Authorities from 30 countries and investigative agencies, including Interpol and Europol, participated in the operation to “block and sinkhole” more than 800,000 malicious Avalanche domains that were responsible for significant monetary losses.
According to acting U.S. Attorney Soo C. Song of the Western District of Pennsylvania, who was actively involved in the investigation, “The takedown of Avalanche was unprecedented in its scope, scale, reach and cooperation among 40 countries,” said Acting U.S. Attorney Song. “This is the first time that we have aimed to and achieved the destruction of a criminal cyber infrastructure while disrupting all of the malware systems that relied upon it to do harm.”
These were not harmless garage-based hackers. Avalanche was a big target and a huge victory, based on the scope of their illegal online deeds. “The Avalanche network, which has been operating since at least 2010, is estimated to involve hundreds of thousands of infected computers worldwide,” according to the FBI. “The monetary losses associated with malware attacks conducted over the Avalanche network are estimated to be in the hundreds of millions of dollars worldwide, although exact calculations are difficult due to the high number of malware families present on the network.”
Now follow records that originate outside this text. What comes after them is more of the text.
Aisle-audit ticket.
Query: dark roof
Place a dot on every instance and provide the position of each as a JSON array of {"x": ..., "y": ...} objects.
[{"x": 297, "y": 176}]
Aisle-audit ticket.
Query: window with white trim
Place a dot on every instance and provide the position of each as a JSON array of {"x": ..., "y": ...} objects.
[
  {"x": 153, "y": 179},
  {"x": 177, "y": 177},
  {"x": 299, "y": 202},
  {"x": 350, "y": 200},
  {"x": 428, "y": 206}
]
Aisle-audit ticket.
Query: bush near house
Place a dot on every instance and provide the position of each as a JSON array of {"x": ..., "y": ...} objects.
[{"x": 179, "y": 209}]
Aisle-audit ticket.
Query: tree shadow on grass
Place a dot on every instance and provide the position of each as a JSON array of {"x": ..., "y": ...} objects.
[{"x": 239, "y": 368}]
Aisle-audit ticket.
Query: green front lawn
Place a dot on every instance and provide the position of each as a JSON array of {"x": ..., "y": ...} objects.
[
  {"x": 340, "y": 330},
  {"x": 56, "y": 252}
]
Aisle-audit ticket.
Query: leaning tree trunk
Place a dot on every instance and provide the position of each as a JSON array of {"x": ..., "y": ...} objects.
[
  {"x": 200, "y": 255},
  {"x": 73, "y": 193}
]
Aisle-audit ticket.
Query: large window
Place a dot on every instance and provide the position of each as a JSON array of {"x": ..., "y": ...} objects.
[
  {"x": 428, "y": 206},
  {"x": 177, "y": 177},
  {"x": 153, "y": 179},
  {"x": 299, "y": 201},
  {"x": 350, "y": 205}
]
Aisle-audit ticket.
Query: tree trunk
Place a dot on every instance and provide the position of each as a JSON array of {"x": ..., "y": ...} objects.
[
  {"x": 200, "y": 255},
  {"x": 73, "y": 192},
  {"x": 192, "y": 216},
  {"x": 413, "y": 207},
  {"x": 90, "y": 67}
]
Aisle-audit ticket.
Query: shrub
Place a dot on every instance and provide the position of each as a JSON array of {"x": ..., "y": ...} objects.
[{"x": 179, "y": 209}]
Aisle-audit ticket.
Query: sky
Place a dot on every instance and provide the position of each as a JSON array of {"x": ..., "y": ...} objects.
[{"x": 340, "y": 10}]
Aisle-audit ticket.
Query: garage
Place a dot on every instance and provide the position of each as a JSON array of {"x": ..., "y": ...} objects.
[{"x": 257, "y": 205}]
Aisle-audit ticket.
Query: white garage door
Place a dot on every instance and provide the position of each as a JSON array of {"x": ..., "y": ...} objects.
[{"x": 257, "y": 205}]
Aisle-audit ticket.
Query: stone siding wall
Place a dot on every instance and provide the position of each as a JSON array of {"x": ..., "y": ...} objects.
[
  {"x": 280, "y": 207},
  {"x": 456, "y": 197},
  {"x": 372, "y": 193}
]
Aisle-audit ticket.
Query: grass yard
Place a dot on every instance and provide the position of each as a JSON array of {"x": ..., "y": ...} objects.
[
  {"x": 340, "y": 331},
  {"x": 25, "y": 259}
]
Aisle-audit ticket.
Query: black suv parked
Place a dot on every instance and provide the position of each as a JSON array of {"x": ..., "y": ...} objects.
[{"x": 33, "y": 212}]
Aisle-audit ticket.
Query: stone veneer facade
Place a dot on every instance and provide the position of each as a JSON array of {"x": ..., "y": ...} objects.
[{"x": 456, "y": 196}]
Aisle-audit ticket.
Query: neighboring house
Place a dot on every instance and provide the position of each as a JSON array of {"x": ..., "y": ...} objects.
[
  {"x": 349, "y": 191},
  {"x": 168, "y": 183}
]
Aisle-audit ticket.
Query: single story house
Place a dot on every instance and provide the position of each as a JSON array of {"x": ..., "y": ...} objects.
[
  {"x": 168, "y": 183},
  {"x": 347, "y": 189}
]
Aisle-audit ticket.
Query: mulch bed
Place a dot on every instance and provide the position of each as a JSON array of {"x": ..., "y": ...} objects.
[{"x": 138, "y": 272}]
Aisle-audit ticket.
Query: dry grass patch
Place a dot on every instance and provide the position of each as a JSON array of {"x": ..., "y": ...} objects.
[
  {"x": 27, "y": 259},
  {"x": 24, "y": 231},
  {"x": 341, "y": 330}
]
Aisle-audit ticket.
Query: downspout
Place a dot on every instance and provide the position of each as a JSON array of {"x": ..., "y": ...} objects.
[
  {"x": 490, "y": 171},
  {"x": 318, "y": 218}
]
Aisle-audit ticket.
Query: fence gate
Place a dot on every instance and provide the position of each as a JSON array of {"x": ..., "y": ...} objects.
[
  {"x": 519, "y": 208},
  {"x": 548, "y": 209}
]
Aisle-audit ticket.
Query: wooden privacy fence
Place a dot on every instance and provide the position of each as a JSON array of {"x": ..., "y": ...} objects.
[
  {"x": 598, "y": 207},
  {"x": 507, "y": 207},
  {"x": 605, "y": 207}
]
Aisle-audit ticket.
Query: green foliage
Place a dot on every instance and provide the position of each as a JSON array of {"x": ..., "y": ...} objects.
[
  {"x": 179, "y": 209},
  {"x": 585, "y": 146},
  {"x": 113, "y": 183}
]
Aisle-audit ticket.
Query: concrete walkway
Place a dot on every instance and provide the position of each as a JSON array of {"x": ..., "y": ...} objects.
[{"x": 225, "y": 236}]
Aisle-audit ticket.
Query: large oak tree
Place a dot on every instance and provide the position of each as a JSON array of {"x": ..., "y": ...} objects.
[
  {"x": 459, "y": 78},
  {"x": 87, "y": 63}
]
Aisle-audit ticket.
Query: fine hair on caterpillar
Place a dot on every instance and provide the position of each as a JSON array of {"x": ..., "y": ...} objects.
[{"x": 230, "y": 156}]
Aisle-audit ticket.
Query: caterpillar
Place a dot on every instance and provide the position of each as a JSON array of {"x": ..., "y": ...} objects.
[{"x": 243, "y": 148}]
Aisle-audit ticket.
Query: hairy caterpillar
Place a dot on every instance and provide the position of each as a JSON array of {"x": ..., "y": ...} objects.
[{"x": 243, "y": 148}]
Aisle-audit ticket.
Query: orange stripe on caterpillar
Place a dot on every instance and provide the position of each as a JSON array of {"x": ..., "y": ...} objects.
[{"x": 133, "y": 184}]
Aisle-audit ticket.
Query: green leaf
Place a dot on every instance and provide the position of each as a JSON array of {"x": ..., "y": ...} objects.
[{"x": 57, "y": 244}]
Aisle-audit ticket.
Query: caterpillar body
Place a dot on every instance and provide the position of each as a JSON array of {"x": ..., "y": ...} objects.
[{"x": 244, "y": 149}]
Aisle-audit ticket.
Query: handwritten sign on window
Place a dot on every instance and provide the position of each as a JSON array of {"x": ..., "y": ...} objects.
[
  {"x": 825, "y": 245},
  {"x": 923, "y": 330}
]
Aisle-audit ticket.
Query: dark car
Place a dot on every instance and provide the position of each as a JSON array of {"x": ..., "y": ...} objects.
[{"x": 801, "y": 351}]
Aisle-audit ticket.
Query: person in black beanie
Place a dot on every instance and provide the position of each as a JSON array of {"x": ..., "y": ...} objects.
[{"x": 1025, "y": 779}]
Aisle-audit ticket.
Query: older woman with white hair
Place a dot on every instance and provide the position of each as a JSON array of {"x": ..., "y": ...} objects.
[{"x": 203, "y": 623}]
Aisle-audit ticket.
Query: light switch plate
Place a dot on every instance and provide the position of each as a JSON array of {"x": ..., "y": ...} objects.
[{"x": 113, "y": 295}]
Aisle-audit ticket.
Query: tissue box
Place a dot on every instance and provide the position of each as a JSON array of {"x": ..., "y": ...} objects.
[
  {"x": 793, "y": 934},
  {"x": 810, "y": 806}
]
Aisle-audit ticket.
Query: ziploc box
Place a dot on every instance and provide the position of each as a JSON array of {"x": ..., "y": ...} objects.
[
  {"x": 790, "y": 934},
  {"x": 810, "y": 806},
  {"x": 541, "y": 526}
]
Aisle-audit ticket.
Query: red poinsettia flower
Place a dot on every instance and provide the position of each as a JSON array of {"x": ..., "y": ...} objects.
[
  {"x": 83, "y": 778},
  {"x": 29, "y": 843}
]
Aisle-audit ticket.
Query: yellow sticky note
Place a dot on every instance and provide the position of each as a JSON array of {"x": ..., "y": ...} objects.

What kind of illegal activity was Avalanche up to?
According to a story about the event in USA Today, “Avalanche acted as a criminal company that sold and rented criminals cloud-hosted software which allowed them to take over systems, infect networks, launch ransomware or create enormous robot networks to send spam, A cybercrime security strategist was quoted as saying that Avalanche, “would do whatever you wanted. You just had to call them, say ‘I need command and control service,’ or ‘I need to infect this type of people or this type of business,’ and they’d do it.” Of course, they did all that service for a price: In many ways, this type of network starts to run like a legitimate software business, only this software does damage to other computers and innocent victims.
Who else was involved, beside the FBI and Interpol?
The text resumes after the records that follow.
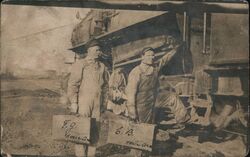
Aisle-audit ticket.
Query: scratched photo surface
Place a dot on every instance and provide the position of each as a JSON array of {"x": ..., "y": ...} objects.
[{"x": 124, "y": 78}]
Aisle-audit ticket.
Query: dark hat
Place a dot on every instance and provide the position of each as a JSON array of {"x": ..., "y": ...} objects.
[
  {"x": 146, "y": 49},
  {"x": 92, "y": 43}
]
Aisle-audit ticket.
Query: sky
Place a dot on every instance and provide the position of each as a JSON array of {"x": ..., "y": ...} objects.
[{"x": 36, "y": 39}]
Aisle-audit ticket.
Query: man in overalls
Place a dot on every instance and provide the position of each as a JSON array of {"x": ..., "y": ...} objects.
[
  {"x": 87, "y": 86},
  {"x": 142, "y": 89}
]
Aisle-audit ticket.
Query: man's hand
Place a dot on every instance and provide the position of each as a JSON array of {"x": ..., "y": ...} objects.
[
  {"x": 131, "y": 112},
  {"x": 73, "y": 108}
]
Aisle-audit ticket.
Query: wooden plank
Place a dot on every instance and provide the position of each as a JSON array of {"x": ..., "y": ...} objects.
[
  {"x": 126, "y": 133},
  {"x": 71, "y": 128}
]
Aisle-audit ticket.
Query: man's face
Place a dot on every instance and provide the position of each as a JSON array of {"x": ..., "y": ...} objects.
[
  {"x": 94, "y": 52},
  {"x": 148, "y": 57}
]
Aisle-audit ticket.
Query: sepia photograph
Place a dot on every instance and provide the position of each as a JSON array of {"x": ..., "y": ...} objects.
[{"x": 132, "y": 78}]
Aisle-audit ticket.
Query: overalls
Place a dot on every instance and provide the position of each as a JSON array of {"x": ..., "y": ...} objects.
[{"x": 146, "y": 95}]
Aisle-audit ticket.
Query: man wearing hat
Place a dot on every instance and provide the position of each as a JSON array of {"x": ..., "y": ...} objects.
[
  {"x": 87, "y": 84},
  {"x": 141, "y": 90}
]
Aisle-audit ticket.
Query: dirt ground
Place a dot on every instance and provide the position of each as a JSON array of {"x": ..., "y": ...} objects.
[{"x": 27, "y": 107}]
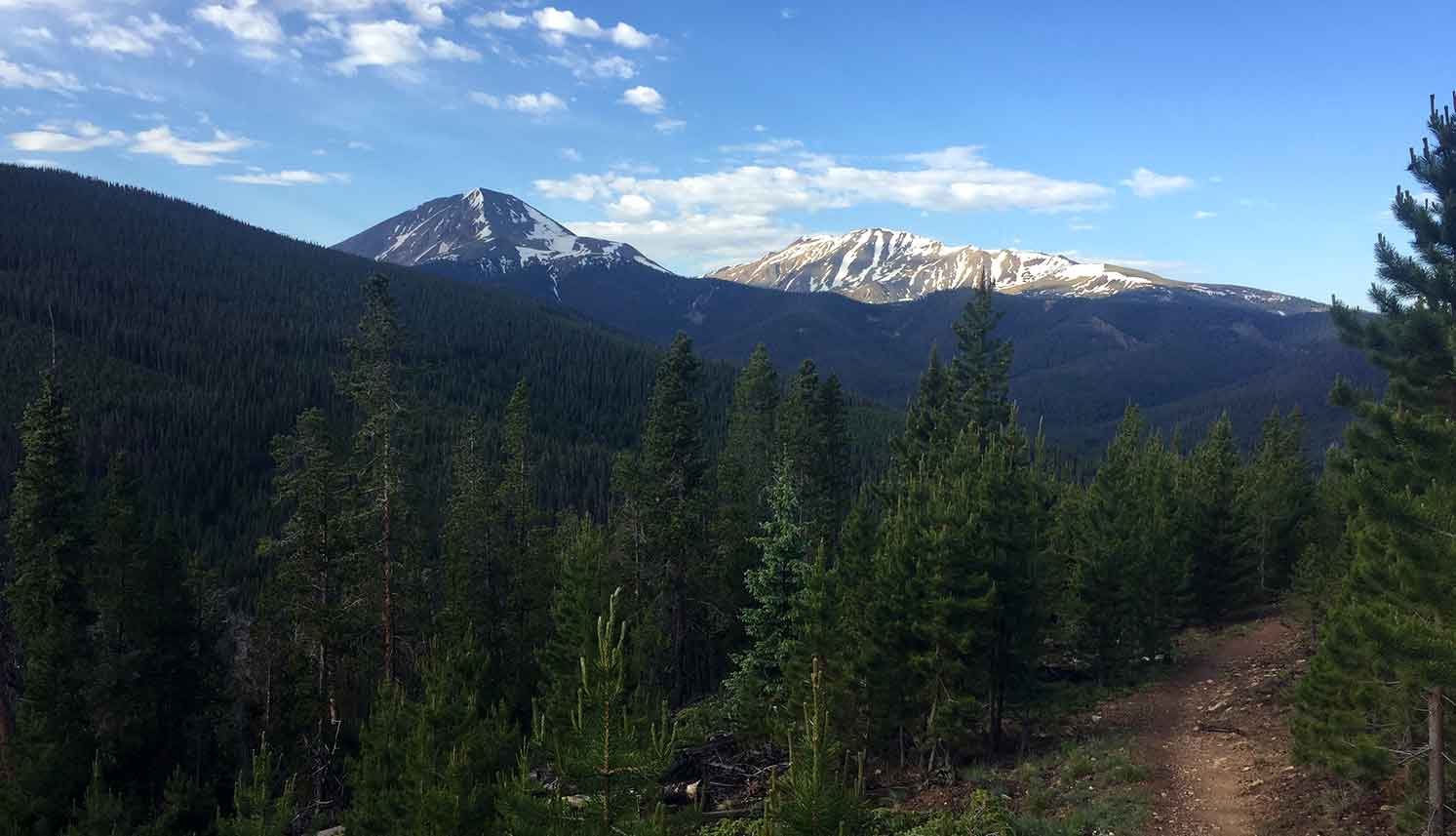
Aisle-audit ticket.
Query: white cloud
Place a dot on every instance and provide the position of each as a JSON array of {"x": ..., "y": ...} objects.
[
  {"x": 970, "y": 183},
  {"x": 613, "y": 67},
  {"x": 631, "y": 207},
  {"x": 392, "y": 43},
  {"x": 133, "y": 37},
  {"x": 141, "y": 95},
  {"x": 498, "y": 20},
  {"x": 162, "y": 141},
  {"x": 765, "y": 147},
  {"x": 585, "y": 67},
  {"x": 287, "y": 178},
  {"x": 428, "y": 14},
  {"x": 25, "y": 76},
  {"x": 646, "y": 100},
  {"x": 62, "y": 139},
  {"x": 533, "y": 103},
  {"x": 557, "y": 25},
  {"x": 1148, "y": 183},
  {"x": 245, "y": 20}
]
As you might imagine, it took a collection of agencies and organizations, working closely together, to bring down such a large target. Assisting in the effort were the Department of Homeland Security’s U.S.-Computer Emergency Readiness Team (US-CERT), the Shadowserver Foundation, Fraunhofer Institute for Communication, Registry of Last Resort, ICANN and domain registries from around the world. The Criminal Division’s Office of International Affairs also provided significant assistance.
The big break for authorities came when police in Germany “reverse engineered” the malicious code that Avalanche was using. Once that was accomplished, investigators turned to cybercrime experts with the FBI to help trace activity back the computer/servers the cyber criminals were using. Some of those servers were in the U.S. and Canada.
What kind of harm could Avalanche’s efforts have on us?
The Avalanche network was not out for fun and games, which is why they Feds wanted to badly to take them down. The computers and computer systems that were infected with Avalanche-associated malware were often taken over for criminal activity, such as stealing computer users login credentials, plus sensitive personal or company data, such as credit account or banking information. Investigators said that the criminal masterminds could also encrypt user files—making them inaccessible to their owners—and later demand a ransom from the victim to regain access to those files. Avalanche-placed malware gave criminals the power to have unauthorized remote access to infected computers. A network of infected computers was likely used to conduct a certain kind of large-scale attack called a distributed denial-of-service (DDoS) attack.